If governments at both state and federal levels really wanted to work together to make a difference in the lives of our young teens, a focus on vaping would be an almighty good start.
In the past month, dozens of schools in several states have disciplined students for vaping in toilets, behind classrooms or on sports fields. But it’s the age of the students that should cause most alarm here. Routinely they are in Years 6, 7 and 8.
“And they don’t even think they are cigarettes,” one teacher said. “That’s because they smell like strawberries.”
If thousands of pre-teens were lighting up cigarettes bought online or on the black market there would be national outrage, crisis meetings and a call for parents to lift their game and know what their children are doing.
But vaping has been allowed to spiral out of control due to a lack of knowledge about its ingredients, and an absence of regulation that has seen a huge percentage — some experts estimate perhaps more than 90% — of disposable vapes come from China, where companies can make half a million in a single day. If we are going to take on China, this is no less important to the future of our children than tiffs over trade.
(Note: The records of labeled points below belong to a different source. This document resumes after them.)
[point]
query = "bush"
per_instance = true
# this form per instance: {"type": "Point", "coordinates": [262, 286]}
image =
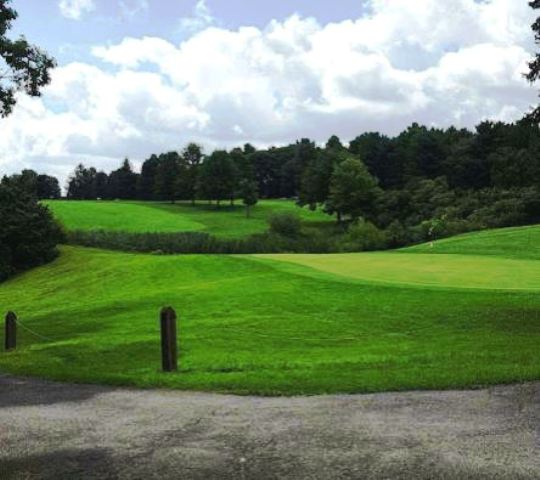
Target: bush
{"type": "Point", "coordinates": [28, 232]}
{"type": "Point", "coordinates": [363, 236]}
{"type": "Point", "coordinates": [287, 224]}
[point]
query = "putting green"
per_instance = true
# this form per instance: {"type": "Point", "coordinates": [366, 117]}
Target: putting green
{"type": "Point", "coordinates": [437, 270]}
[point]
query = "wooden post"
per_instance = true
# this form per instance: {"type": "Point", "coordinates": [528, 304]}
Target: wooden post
{"type": "Point", "coordinates": [11, 332]}
{"type": "Point", "coordinates": [169, 349]}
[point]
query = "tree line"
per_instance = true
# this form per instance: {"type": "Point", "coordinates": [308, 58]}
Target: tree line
{"type": "Point", "coordinates": [489, 176]}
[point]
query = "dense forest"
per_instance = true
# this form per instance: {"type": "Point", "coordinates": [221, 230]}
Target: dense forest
{"type": "Point", "coordinates": [422, 183]}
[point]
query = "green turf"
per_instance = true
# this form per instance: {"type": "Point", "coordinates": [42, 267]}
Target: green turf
{"type": "Point", "coordinates": [520, 242]}
{"type": "Point", "coordinates": [428, 270]}
{"type": "Point", "coordinates": [226, 221]}
{"type": "Point", "coordinates": [270, 327]}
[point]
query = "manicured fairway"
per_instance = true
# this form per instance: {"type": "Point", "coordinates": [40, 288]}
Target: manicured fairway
{"type": "Point", "coordinates": [180, 217]}
{"type": "Point", "coordinates": [441, 271]}
{"type": "Point", "coordinates": [520, 242]}
{"type": "Point", "coordinates": [262, 326]}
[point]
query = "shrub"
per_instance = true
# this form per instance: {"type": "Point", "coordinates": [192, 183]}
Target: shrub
{"type": "Point", "coordinates": [28, 232]}
{"type": "Point", "coordinates": [287, 224]}
{"type": "Point", "coordinates": [362, 236]}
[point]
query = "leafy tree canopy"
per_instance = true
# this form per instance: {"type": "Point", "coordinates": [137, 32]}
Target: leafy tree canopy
{"type": "Point", "coordinates": [23, 67]}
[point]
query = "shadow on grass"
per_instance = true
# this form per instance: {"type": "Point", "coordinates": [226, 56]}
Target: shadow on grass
{"type": "Point", "coordinates": [24, 392]}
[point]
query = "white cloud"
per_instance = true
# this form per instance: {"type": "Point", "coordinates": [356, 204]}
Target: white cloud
{"type": "Point", "coordinates": [75, 9]}
{"type": "Point", "coordinates": [201, 18]}
{"type": "Point", "coordinates": [131, 8]}
{"type": "Point", "coordinates": [427, 61]}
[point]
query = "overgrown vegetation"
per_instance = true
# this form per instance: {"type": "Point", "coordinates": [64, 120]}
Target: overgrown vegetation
{"type": "Point", "coordinates": [28, 232]}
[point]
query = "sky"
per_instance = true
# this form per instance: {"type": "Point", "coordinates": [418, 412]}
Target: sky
{"type": "Point", "coordinates": [137, 77]}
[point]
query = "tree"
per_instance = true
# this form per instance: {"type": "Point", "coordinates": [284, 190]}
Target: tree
{"type": "Point", "coordinates": [192, 157]}
{"type": "Point", "coordinates": [147, 179]}
{"type": "Point", "coordinates": [81, 183]}
{"type": "Point", "coordinates": [123, 182]}
{"type": "Point", "coordinates": [534, 66]}
{"type": "Point", "coordinates": [101, 185]}
{"type": "Point", "coordinates": [26, 68]}
{"type": "Point", "coordinates": [218, 177]}
{"type": "Point", "coordinates": [167, 176]}
{"type": "Point", "coordinates": [29, 234]}
{"type": "Point", "coordinates": [47, 187]}
{"type": "Point", "coordinates": [249, 194]}
{"type": "Point", "coordinates": [352, 190]}
{"type": "Point", "coordinates": [315, 183]}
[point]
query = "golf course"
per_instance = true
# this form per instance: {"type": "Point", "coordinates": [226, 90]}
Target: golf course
{"type": "Point", "coordinates": [460, 312]}
{"type": "Point", "coordinates": [149, 217]}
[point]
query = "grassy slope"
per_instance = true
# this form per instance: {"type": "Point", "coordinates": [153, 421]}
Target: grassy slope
{"type": "Point", "coordinates": [453, 271]}
{"type": "Point", "coordinates": [520, 242]}
{"type": "Point", "coordinates": [164, 217]}
{"type": "Point", "coordinates": [254, 326]}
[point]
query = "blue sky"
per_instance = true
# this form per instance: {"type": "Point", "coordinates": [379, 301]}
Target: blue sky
{"type": "Point", "coordinates": [111, 21]}
{"type": "Point", "coordinates": [137, 77]}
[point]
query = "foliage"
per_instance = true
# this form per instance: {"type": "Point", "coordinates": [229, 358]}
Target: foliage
{"type": "Point", "coordinates": [28, 232]}
{"type": "Point", "coordinates": [353, 190]}
{"type": "Point", "coordinates": [363, 236]}
{"type": "Point", "coordinates": [249, 194]}
{"type": "Point", "coordinates": [285, 223]}
{"type": "Point", "coordinates": [25, 67]}
{"type": "Point", "coordinates": [534, 65]}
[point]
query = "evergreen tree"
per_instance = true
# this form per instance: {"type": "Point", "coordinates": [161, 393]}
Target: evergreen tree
{"type": "Point", "coordinates": [534, 65]}
{"type": "Point", "coordinates": [29, 234]}
{"type": "Point", "coordinates": [353, 190]}
{"type": "Point", "coordinates": [249, 194]}
{"type": "Point", "coordinates": [123, 182]}
{"type": "Point", "coordinates": [192, 157]}
{"type": "Point", "coordinates": [217, 177]}
{"type": "Point", "coordinates": [147, 179]}
{"type": "Point", "coordinates": [81, 184]}
{"type": "Point", "coordinates": [167, 176]}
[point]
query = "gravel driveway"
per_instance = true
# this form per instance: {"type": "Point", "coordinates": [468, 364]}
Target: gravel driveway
{"type": "Point", "coordinates": [57, 431]}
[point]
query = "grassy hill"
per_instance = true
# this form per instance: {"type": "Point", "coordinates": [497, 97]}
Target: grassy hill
{"type": "Point", "coordinates": [180, 217]}
{"type": "Point", "coordinates": [520, 242]}
{"type": "Point", "coordinates": [283, 324]}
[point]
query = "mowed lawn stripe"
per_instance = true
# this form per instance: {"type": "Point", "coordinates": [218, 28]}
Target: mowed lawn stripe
{"type": "Point", "coordinates": [248, 327]}
{"type": "Point", "coordinates": [441, 270]}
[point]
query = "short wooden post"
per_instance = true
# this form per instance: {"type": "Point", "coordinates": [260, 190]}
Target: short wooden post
{"type": "Point", "coordinates": [11, 332]}
{"type": "Point", "coordinates": [169, 348]}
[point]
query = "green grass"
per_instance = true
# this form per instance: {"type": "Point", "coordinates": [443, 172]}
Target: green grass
{"type": "Point", "coordinates": [227, 221]}
{"type": "Point", "coordinates": [443, 270]}
{"type": "Point", "coordinates": [520, 242]}
{"type": "Point", "coordinates": [267, 326]}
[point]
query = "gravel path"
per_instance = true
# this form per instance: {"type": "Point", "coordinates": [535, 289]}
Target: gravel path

Late in 2021 in Australia it became illegal to buy nicotine vaping products from overseas websites (as well as locally) without a doctor’s prescription, but already a black market on social media has made up for any sales losses.
And arguably this has made it even more difficult to police. The lack of transparency around ingredients is at the heart of how damaging vaping can be. The same toxic and cancer-causing chemicals found in regular cigarettes are being found in vapes.
“This includes the highly addictive chemical nicotine, heavy metals, ultrafine particles, volatile organic compounds and some flavouring chemicals that can be harmful to health,” a Queensland Department of Health guide says.
Nicotine has been found in e-cigarette liquids claiming to be nicotine-free, and one teaspoon of commercially available liquid nicotine, according to some experts, can be irreversibly damaging or fatal for a young child.
Big vaping proponents, like big tobacco in decades past, are happy to attack detractors in an attempt to silence them. In an illustration of the murky influence of those pushing vapes, last night Four Corners revealed how a national vaping lobby group donated a total of $44,000 to the Liberal Party.
GPs say the take-up in vaping by young adults had swamped the reduction in traditional tobacco smoking in older age groups.
“We just don’t know what’s in half of these little vape sticks. It’s not just water and nicotine, because nicotine doesn’t taste like blueberries,” one says.
Indeed the nicotine levels in some vapes have been found to be higher than in traditional cigarettes. And a NSW Health study has found that 70% of vapes contained high levels of nicotine — even though the labels do not mention nicotine as an ingredient.
And yet 400,000 Australians are vaping, and the number of young Australians who’ve taken it up has doubled over the past year.
Alarmingly, educators say it is younger students who are trying it, believing it’s not dangerous and was akin to “inhaling lollies” (because of the different flavours on offer). And those still doing it in senior school are addicted to the disguised nicotine they’ve been ingesting for several years.
We need to do more than say a prescription is required to access a vape. We need to teach children what they are consuming, police a black market that is growing by the day, and stop their import at the borders.